C’est toute la différence entre une politique de correction des inégalités et une organisation communautaire du pouvoir. La première cherche à produire l’égalité réelle. La seconde risque d’institutionnaliser les catégories mêmes dont nous devons progressivement nous libérer. Notre objectif doit donc être de faire de l’État le garant des droits de chaque citoyen, et non l’arbitre d’un partage communautaire des postes, des ressources et des responsabilités. Nous devons réparer les discriminations sans institutionnaliser la séparation des citoyens.

La République doit reconnaître les blessures de son histoire, corriger les déséquilibres qu’elles ont produits et garantir une égalité réelle. Mais elle doit aussi permettre à chaque citoyen de se projeter dans un avenir qui ne soit pas déterminé à jamais par son origine.

Pendant des années, la question haratine a été enfermée dans une lecture communautaire du débat politique, comme si la lutte contre l’esclavage et ses séquelles était le combat particulier d’un groupe contre les autres. Il faut sortir de cette logique. Les Haratines n’ont pas besoin d’être enfermés dans leur identité pour que leur histoire soit reconnue. Ils ont besoin que leurs droits soient garantis, que les injustices dont ils ont été victimes soient effectivement réparées et que leurs enfants puissent accéder aux mêmes possibilités que tous les autres citoyens. De même, les autres composantes de la nation n’ont pas à craindre que la justice rendue aux Haratines se transforme en injustice à leur égard. La justice doit être une force de rassemblement, pas un objet de compétition.

La Mauritanie n’a pas besoin de citoyens qui se définissent d’abord par la part de l’État qui reviendrait à leur communauté. Elle a besoin de citoyens qui puissent se reconnaître dans un même État, soumis aux mêmes lois, protégés par les mêmes droits et bénéficiaires des mêmes garanties. L’égalité ne consiste pas à prétendre que nous avons tous connu la même histoire. Elle consiste à faire en sorte que cette histoire ne détermine plus les droits et les chances de nos enfants.

C’est cette exigence qui doit guider notre action. La lutte contre l’esclavage et ses séquelles doit se poursuivre. Les injustices historiques doivent être reconnues et réparées. Les politiques publiques doivent corriger les inégalités qui en résultent. Mais cette réparation doit contribuer à construire une citoyenneté commune et non à figer davantage les appartenances. L’émancipation des Haratines ne doit pas être pensée contre l’émancipation des autres Mauritaniens. Elle doit en être une composante et une force.
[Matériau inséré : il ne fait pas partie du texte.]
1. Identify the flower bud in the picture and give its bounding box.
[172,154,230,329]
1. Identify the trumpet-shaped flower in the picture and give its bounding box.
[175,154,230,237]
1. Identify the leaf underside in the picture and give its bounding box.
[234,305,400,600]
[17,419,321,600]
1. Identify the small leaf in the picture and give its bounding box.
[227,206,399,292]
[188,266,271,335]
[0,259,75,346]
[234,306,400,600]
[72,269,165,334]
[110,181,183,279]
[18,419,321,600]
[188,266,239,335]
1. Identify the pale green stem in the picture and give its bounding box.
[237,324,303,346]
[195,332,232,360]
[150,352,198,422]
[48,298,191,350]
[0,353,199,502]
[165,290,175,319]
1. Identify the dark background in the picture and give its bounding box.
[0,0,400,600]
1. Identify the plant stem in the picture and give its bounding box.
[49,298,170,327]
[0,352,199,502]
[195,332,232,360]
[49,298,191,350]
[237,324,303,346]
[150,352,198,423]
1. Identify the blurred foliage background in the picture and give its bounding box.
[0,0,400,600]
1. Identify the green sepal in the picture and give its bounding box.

C’est ainsi que la cause de la justice peut devenir une cause nationale. C’est ainsi que la reconnaissance de notre histoire peut devenir le point de départ d’un avenir commun. Et c’est ainsi que la Mauritanie pourra passer d’une coexistence de communautés à une véritable communauté de citoyens.

Une Mauritanie où les blessures de l’histoire sont reconnues et réparées, où les injustices sont combattues sans distinction et où aucun citoyen n’est enfermé dans son origine. Une Mauritanie où chacun peut enfin se dire simplement : ma communauté, c’est la Mauritanie.